La prise en compte du caractère sûr du pays d'origine n'exclut pas le principe de l'examen individuel de la demande d'asile. L'instruction porte sur le fond de la demande, peut donner lieu à un entretien, et dans certains cas aboutir à une décision d'admission. Une demande ne peut être rejetée au seul motif que le demandeur est ressortissant d'un pays figurant sur cette liste.

La liste des pays d'origine sûrs est établie par le Conseil d'administration de l'OFPRA, elle est régulièrement actualisée, soit volontairement par l'ajout ou le retrait de certains pays suite à des changements internes (c'est ainsi que la Croatie a été retirée de cette liste par décision du conseil d'administration de l'OFPRA en date du 28 juin 2013), soit par décision du Conseil d'État qui peut demander le retrait de pays inscrits sur la liste. Ainsi, le 4 mars 2013, le Conseil d'État, saisi par plusieurs associations, a annulé l'inscription sur cette liste du Bangladesh.

Extrait de la décision du Conseil d'État du 4 mars 2013

14. Considérant, en quatrième lieu, qu'il ressort des pièces du dossier que, compte-tenu des violences auxquelles sont exposés au Bangladesh des opposants politiques ainsi que certaines catégories de la population en raison de leur religion, de leur origine ou de leurs opinions, sans garantie de pouvoir disposer d'une protection suffisante de la part des autorités publiques, ainsi que des violations des droits des minorités et des personnes déplacées dans certaines régions, la République populaire du Bangladesh ne pouvait être regardée, à la date de la décision attaquée, comme présentant les caractéristiques permettant son inscription sur la liste des pays d'origine sûrs au sens du 2° de l'article L. 741-4 du code de l'entrée et du séjour des étrangers et du droit s'asile ;

Les modifications apportées à la liste des pays d'origine sûrs ont une influence sur l'évolution de la demande d'asile. Ainsi, l'inscription du Bangladesh et de l'Arménie en décembre 2011 a entraîné une baisse respective de 71% et de 42% de ces flux en 2012. A contrario , le retrait de l'Albanie et du Kosovo, par décision du Conseil d'État du 26 mars 2012, a entraîné une reprise de ces demandes dès le second semestre 2012.
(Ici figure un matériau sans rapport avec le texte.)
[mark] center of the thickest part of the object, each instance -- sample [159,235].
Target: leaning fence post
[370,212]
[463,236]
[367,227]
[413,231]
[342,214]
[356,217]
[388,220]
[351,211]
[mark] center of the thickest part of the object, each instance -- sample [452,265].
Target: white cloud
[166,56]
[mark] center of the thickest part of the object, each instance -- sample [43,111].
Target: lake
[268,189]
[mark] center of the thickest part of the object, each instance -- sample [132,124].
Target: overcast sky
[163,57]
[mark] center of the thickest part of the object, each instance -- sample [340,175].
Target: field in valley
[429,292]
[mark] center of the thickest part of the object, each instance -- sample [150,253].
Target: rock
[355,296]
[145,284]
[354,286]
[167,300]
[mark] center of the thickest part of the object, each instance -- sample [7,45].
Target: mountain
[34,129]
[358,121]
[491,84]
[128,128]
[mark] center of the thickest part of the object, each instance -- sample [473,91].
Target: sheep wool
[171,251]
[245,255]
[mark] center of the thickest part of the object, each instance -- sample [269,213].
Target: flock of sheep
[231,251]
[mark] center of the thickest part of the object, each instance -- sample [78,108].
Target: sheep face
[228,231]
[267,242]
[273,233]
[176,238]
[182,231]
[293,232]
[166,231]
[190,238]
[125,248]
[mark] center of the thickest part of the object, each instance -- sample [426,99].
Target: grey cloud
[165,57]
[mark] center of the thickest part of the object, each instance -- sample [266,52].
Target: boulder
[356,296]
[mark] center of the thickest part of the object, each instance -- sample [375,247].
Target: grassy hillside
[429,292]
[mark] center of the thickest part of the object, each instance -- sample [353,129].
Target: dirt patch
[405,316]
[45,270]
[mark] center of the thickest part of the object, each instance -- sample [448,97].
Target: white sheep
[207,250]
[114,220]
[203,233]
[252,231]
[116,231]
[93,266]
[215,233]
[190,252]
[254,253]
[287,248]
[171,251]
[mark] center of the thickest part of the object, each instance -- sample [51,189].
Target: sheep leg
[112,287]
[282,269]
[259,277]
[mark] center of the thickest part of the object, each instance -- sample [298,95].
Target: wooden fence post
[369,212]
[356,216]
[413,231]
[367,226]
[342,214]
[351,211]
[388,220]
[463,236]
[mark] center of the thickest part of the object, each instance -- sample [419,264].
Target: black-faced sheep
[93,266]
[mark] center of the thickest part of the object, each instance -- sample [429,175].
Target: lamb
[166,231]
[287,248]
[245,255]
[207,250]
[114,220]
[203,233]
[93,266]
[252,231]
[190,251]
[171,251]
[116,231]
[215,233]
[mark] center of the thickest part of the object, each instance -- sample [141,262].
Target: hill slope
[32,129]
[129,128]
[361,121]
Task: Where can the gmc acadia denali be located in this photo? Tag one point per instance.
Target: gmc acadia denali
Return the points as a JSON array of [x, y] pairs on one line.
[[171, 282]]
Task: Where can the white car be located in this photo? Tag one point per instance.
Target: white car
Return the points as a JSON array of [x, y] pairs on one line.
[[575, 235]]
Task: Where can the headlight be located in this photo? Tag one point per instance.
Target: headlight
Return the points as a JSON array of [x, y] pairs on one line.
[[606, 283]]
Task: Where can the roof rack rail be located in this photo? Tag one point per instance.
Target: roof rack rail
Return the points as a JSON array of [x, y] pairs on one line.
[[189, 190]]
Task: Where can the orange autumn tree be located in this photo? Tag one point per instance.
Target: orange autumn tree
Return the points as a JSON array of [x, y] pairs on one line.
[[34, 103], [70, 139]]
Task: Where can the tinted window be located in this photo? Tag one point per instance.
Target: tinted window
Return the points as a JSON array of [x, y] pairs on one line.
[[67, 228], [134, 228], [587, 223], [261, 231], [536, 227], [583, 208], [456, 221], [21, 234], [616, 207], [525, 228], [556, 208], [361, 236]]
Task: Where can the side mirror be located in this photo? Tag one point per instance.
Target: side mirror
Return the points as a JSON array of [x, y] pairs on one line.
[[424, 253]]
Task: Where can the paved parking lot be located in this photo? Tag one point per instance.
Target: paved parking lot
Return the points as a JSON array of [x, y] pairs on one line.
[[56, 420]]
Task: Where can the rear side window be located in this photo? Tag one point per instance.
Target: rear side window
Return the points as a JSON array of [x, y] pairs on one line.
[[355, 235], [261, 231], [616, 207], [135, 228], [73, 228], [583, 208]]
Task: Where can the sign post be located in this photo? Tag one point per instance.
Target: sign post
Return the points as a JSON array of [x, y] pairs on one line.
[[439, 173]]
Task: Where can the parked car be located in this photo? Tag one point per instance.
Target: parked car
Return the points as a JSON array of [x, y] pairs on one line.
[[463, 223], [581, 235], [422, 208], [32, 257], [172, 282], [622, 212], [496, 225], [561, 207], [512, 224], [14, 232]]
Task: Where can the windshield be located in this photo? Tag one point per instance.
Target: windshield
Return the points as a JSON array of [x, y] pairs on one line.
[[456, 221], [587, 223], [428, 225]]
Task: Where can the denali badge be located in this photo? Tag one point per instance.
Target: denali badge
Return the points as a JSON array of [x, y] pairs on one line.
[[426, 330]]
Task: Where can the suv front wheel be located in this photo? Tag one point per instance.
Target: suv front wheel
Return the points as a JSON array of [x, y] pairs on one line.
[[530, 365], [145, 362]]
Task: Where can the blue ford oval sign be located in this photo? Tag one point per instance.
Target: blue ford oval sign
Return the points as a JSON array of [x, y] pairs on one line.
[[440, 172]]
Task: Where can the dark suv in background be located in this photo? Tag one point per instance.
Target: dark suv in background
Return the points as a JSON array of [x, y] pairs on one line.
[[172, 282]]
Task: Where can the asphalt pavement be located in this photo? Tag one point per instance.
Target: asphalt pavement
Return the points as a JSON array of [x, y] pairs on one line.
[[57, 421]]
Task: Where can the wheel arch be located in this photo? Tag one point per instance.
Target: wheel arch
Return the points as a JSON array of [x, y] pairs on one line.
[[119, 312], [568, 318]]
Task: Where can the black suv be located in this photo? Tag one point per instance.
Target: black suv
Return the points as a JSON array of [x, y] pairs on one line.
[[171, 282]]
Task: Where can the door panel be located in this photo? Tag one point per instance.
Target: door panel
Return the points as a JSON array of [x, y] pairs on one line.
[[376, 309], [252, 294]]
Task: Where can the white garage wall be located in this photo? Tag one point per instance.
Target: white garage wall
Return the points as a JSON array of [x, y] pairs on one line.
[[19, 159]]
Au 1 er août 2013, cette liste contenait 15 pays : l'Arménie, le Bénin, la Bosnie-Herzégovine, le Cap-Vert, le Ghana, l'Inde, la Macédoine (ARYM), Maurice, la Moldavie, la Mongolie, la Monténégro, le Sénégal, la Serbie, la Tanzanie, l'Ukraine.


* 1 À l'échelle mondiale, 479 300 requêtes ont été enregistrées en 2012 dans 44 pays industrialisés, indique le rapport publié par le Haut-Commissariat aux Réfugiés. C'est le nombre le plus important depuis 2003 et il s'inscrit dans une tendance à la hausse observée depuis plusieurs années.